The giant worm next to her in the earth felt it, shifted infinitesimally. It unleashed new young ones, new root graspers that melded with and opened Alex. Code flowed. Nerve and metal knit, blood and plasma. New sensations climbed up from blue toes. The back of knees signaled in. The back of a mountain range answered. The moon sent Morse-codes full of gravitational pulls. Alex’s liver felt them, and responded, giving up its meld-information, beeping back secrets to plant mitochondria. She noted ice under her soles, individual crystals first burrowing toward, then breaking into her flesh. They rocked themselves into her, she into them. She breathed with them.
Slow, equalizing, ice and heat and rain and the slow tilt of a sun’s axis. They laid there, entwined, till the sun broke through above Alex, the worm, the nest of weaving tendrils, creatures, rootworms. The sun warmed her, offered a new surface against which to assemble. Eventually, seeds safely deposited, the rootlets withdrew from orifices they had so tenderly explored.
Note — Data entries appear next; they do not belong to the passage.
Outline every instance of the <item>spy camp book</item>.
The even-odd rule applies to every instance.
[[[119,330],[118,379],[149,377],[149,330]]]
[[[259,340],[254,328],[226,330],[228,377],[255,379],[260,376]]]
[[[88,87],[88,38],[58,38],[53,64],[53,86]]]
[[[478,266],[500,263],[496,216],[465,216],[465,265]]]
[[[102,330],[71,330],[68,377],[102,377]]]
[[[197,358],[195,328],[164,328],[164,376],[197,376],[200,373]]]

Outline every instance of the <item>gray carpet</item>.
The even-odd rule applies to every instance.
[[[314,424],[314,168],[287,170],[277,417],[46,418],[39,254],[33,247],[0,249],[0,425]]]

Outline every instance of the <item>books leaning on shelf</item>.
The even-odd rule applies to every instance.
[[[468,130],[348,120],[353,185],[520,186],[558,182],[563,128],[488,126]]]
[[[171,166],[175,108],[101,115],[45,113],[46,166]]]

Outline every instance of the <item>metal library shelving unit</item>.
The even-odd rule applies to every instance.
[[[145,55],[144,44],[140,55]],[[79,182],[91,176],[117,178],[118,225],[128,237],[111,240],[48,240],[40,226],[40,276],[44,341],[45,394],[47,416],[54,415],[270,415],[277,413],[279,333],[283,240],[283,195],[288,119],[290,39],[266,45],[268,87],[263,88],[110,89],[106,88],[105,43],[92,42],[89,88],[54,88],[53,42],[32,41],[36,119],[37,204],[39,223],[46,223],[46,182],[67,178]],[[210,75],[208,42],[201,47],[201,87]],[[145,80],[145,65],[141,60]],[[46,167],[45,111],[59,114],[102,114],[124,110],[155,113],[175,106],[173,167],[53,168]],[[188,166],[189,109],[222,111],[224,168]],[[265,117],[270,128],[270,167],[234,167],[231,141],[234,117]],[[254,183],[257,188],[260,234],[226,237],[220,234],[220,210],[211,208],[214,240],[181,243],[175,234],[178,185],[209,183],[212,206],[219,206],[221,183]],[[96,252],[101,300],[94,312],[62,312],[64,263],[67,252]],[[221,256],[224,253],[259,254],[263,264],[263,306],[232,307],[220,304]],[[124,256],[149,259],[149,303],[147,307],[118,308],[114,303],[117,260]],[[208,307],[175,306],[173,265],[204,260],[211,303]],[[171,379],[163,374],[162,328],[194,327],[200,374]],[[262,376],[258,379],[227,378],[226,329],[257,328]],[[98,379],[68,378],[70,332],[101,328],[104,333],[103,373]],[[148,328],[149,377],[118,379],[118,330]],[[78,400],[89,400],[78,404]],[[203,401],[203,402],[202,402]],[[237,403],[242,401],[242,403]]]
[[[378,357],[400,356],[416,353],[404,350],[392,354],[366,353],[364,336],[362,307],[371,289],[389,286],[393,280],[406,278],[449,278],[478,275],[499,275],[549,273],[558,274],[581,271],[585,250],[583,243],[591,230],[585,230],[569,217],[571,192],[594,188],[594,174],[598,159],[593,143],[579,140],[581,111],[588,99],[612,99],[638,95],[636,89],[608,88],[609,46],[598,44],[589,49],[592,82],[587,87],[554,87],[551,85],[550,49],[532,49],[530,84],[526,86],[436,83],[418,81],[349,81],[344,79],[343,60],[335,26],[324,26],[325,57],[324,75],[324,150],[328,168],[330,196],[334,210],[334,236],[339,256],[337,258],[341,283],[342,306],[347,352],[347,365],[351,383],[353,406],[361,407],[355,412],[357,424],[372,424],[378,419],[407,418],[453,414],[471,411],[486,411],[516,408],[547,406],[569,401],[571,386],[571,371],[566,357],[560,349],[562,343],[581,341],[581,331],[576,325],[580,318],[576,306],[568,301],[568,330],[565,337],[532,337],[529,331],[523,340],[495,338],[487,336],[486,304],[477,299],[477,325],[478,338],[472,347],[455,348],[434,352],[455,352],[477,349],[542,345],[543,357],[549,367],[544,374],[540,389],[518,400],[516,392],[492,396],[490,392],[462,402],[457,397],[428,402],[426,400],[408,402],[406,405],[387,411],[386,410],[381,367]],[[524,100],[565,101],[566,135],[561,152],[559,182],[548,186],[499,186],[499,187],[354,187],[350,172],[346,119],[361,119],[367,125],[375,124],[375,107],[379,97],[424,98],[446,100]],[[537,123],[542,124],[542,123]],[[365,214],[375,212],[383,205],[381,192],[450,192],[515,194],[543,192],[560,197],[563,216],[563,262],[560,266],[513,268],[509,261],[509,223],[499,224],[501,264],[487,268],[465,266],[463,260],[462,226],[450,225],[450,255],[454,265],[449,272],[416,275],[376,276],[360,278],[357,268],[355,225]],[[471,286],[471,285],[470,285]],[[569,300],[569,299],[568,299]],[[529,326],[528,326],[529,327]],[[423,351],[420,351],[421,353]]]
Alex sat up, hand reaching for her wheelchair. The metal had warmed under the late afternoon sun, an orange-red ball so long unseen in these latitudes. She used a combination of strong hands and numb feet to find enough leverage to pull the plank back over the forest worm bed. The sun might do damage, withdraw too much water. This was better.
Alex shifted back in her seat, turned her chariot, and wheeled downward, her nose open to the mold smell of fertile soils and decaying leaves. What had been unraveled was knitting together again. The sun kissed her face, and a mercury tear ran down her cheek.